Archetype 3: Sneasler, Indeedee-Male, Tyranitar
e.g. Erich Schrader’s Milwaukee t16 team: https://pokepast.es/da8f52d70b02271b
There’s a few teams in this mold - the paste that did well in last year’s Toronto team, Nils Dunlop’s old sand team, and others.
Archetype 4: Gholdengo, Amoonguss, Porygon2, Incineroar, Ursaluna
e.g. Jean Lopez’ Belo Horizonte t32 team: https://pokepast.es/022a5974ab910956
Classic Reg H trick room balance! The main variations of this include Kilowattrel and Sneasler, but other Pokemon show up too.
Archetype 5: Indeedee-Female, Torkoal, Ursaluna
e.g. Tom Hayden’s Milwaukee t128 team: https://pokepast.es/8a787b7aac5f60ea
Hard trick room! These seem to be the 3 Pokemon that are always around - in classic HTR fashion there’s a lot of variance here. It’s worth noting that this archetype is performing pretty badly despite its high usage - it is pretty hard to find these in day 2.
Archetype 6: Sneasler, Volcarona, Rillaboom, Kingambit
e.g. Jerry Woods III’s Milwaukee t128 team: https://pokepast.es/5ec7f2641a888942
This balance archetype has a lot more usage at lower records. It also covers significant variance - most of the teams in this cluster have 3/4 of the headline Pokemon, rather than all 4.
Archetype 7: Gholdengo, Tyranitar, Garchomp
e.g. Adit Selvaraj’s Milwaukee t32 team: https://pokepast.es/7c904717e797fcde
This stuck out to me a lot, and I’m imagining will stick out to lots of other people too! This cluster is fairly low usage, and typically looks like hyper-offense, with one of 3 different tailwind setters on the team. It’s also another one where we typically see 2/3 of the headline mons on the team at once, rather than all 3.

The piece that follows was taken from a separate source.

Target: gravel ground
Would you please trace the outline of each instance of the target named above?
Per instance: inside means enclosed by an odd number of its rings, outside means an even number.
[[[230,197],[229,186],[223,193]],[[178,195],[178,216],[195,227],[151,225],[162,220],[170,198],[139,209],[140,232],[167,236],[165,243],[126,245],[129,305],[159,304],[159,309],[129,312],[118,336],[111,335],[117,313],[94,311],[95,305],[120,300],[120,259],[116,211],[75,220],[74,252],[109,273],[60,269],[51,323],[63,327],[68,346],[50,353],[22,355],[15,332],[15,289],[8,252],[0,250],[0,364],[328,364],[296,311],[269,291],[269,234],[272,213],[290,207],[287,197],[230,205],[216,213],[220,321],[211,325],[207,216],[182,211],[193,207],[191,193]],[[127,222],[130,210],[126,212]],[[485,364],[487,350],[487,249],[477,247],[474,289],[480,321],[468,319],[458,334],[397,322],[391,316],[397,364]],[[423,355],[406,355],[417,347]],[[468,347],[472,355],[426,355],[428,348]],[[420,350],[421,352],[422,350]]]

Archetype 8: Incineroar, Dragonite, Ninetales-Alola, Kingambit
e.g. Dylan Matthews’ Milwaukee 4th place team: https://pokepast.es/9b656262d9ee55a9
I’m not tapped in enough to know where this has come from, but the above paste got a lot of usage this weekend!
What next?
I think the results above actually describe the state of the metagame fairly well. There’s a few things missing though:
- The idea of ‘balance’ isn’t captured very well here. DUG is a pretty glaring omission to me, as is Sneasler + Electabuzz/Magmar. I think this is because ‘Balance’ is generally quite vague and a lot of the spots on the teams are pretty interchangeable. Nonetheless, I think the gold star version of this project would be able to capture that in some way.
- The geometry of my representation here isn’t very nice, and I think that shows on the TSNE plot. I am 90% certain this is due to the sparsity of the representation (where each row has 6 1s and 300+ 0s). I think the biggest improvements would come from finding a more efficient and informative representation
- Lots of archetypes aren’t just defined by Pokemon, but moves and abilities too. For example, a feature for ‘Tailwind’ or even something more vague like ‘Redirection’ might lead to more interpretable clusters.

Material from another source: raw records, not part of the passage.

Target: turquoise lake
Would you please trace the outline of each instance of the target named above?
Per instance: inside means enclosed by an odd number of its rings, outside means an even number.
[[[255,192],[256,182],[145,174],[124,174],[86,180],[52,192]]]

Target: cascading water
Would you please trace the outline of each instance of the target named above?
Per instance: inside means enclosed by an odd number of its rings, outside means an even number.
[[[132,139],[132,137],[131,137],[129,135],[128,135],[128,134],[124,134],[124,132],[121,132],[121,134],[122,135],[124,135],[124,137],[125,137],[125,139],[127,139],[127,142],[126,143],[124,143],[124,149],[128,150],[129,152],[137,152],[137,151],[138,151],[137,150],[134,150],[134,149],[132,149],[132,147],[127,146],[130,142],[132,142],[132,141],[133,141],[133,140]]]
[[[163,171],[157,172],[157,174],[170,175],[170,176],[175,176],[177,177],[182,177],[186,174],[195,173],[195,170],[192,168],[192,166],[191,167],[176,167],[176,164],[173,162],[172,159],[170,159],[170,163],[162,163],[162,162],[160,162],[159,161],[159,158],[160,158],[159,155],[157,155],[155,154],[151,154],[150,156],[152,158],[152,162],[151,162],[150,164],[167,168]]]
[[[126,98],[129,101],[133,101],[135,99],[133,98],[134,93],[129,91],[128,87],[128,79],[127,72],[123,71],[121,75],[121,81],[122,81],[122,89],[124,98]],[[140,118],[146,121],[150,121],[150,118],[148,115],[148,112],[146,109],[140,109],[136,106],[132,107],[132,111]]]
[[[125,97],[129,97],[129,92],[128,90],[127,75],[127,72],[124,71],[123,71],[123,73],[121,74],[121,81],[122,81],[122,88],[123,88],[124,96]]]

More than anything though, my real motivation for sharing this is to hopefully spark some more creativity within the Pokemon community when it comes to preparation and data science. The full working code for this project can be found here, and I strongly encourage anyone interested to try improve on this! I likely won’t have time to do it myself, so all help is appreciated.
Thanks for reading! I hope this was useful, if not interesting.